PhilBoileau / neatmaps

Heatmaps for Multiple Network Data
Other
1 stars 0 forks source link

neatmaps

CRAN_Status_Badge DOI

Overview

The goal of the neatmaps package is to simplify the exploratory data analysis process for multiple network data sets with the help of heatmaps and consensus clustering. Multiple network data consists of multiple disjoint networks that share common variables. Ego networks are an example of such data sets. This package contains tools necessary to prepare raw multiple network data for analysis, create a heatmap of the data, perform consensus clustering on the networks’ variables and assess the stability of associations among variables depicted in the heatmap.

Installation

# To install neatmaps, simply run the following code:
install.packages('neatmaps')

Code Example

Below is an example of how to use the key functions in the neatmaps package on a simulated network dataset. Run this code locally to produce the plots.

First, load the package and format the network data using the netsDataFrame function. This function has four inputs: an nxp data frame of n networks described by p graph attributes (e.g. density), an *nxm*k data frame of n networks, their m nodes and k variables describing these nodes (e.g. age of node, in a social network context), a data frame containing the undirected adjacensy matrix and a string defining the aggregation function used to summarize the node variable data.

The data frame is then passed to the neatmap function. The data is scaled using the ecdf method, and the maximum number of clusters among the aggregated variables to be considered by consensus clusterting is set to five.
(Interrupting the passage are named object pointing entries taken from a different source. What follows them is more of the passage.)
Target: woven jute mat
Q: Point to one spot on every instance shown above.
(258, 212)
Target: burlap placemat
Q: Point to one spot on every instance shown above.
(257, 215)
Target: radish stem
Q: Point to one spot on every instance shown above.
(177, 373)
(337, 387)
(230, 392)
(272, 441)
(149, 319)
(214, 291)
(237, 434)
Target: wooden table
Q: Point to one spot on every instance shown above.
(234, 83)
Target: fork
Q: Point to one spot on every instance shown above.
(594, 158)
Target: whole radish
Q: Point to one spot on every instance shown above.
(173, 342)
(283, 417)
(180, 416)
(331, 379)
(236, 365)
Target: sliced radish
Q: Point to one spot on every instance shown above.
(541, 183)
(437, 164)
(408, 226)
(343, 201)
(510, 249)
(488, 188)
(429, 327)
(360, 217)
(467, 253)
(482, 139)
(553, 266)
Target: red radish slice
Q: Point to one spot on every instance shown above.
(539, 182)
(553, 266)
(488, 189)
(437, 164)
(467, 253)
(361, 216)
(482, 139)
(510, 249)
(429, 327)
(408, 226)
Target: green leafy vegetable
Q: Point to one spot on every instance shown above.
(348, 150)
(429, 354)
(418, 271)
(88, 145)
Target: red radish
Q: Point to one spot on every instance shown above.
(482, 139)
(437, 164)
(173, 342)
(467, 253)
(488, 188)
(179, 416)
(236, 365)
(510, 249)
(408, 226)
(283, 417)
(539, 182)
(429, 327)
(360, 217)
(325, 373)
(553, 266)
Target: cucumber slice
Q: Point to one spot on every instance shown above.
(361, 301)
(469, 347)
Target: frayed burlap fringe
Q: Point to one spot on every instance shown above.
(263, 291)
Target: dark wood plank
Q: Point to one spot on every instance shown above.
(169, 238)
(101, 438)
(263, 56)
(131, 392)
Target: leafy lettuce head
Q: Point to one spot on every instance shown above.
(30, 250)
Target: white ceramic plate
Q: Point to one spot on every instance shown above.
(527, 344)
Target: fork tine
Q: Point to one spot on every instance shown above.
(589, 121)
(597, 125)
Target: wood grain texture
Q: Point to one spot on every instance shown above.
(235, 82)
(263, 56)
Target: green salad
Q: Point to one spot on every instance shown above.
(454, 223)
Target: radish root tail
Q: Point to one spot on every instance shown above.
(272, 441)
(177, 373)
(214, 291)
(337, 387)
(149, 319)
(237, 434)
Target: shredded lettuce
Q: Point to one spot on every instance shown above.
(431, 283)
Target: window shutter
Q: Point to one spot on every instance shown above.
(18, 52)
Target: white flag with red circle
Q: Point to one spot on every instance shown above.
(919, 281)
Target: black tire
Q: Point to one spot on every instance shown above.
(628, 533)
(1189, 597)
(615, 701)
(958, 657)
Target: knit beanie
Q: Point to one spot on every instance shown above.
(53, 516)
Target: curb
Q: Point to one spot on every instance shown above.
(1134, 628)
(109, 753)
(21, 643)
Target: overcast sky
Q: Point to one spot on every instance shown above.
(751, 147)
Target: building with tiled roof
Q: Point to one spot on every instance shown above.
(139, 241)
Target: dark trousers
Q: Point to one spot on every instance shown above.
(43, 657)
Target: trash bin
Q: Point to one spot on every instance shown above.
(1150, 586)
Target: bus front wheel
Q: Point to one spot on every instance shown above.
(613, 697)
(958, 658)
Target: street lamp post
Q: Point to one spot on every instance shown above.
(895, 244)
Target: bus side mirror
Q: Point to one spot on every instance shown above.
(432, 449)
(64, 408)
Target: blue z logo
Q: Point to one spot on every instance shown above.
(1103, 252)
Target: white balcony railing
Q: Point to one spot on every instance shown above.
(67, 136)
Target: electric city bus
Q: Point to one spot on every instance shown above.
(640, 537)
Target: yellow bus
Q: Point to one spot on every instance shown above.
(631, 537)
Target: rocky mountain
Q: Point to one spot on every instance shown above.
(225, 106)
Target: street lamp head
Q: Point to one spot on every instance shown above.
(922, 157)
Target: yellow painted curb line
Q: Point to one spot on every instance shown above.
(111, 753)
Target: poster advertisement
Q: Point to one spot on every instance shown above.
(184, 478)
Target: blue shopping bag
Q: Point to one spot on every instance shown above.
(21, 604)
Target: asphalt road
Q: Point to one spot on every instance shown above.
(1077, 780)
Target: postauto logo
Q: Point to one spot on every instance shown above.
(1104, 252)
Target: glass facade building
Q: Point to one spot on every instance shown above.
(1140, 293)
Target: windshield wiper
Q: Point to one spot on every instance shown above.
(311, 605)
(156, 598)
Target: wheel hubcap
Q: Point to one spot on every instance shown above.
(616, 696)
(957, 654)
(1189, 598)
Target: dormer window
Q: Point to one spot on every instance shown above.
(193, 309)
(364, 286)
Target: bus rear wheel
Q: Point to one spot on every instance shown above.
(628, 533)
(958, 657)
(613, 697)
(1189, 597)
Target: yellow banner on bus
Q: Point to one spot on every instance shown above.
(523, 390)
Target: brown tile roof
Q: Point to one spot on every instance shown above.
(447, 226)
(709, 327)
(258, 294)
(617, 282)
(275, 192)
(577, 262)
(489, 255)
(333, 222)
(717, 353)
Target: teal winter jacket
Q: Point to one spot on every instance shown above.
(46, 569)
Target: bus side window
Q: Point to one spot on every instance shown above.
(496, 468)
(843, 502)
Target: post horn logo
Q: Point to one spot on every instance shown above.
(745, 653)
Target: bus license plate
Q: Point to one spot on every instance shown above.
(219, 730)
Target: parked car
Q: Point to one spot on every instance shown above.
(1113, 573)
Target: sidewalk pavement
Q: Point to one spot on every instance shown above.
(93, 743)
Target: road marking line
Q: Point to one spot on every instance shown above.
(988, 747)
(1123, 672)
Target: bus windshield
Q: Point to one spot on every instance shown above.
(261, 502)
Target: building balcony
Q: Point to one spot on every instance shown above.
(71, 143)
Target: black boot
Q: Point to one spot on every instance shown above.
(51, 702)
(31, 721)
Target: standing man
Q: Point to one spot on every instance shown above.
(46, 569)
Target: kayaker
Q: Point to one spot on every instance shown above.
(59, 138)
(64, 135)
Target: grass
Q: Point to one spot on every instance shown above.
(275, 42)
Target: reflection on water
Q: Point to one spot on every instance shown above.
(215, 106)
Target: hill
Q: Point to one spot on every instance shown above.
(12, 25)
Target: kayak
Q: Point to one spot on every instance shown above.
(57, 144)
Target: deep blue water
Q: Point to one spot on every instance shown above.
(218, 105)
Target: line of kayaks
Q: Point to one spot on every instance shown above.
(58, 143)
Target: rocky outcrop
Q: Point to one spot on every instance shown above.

For each iteration of consensus clustering, 1000 bootstrap repititons are computed.

library(neatmaps)

set.seed(215)

df <- netsDataFrame(network_attr_df,
                    node_attr_df,
                    edge_df)

neat_res <- neatmap(df, scale_df = "ecdf", max_k = 5, reps = 1000, 
                    xlab = "vars", ylab = "nets", xlab_cex = 1, ylab_cex = 1)

Next, the heatmap is plotted.

neat_res$heatmap

Finally, the results of the consensus clustering are visualized to identify the stable clusters of variables in the heatmap. The consensus matrices are presented first, followed by the ECDFs of the consensus matrices and finally the relative change in ECDF of consecutive iterations of the consensus clustering algorithm.

consensusMap(neat_res)

consensusECDF(neat_res)
consensusChangeECDF(neat_res)

These results indicate that there are likely four distinct clusters among the aggregated network variables, since the consensus matrix with four clusters offers the shapest contrasts between clusters, it’s ECDF most closely resembles that of an indicator function, and because of the elbow in the relative change of the ECDF occurs when there are four clusters.

Further documentation is available on CRAN.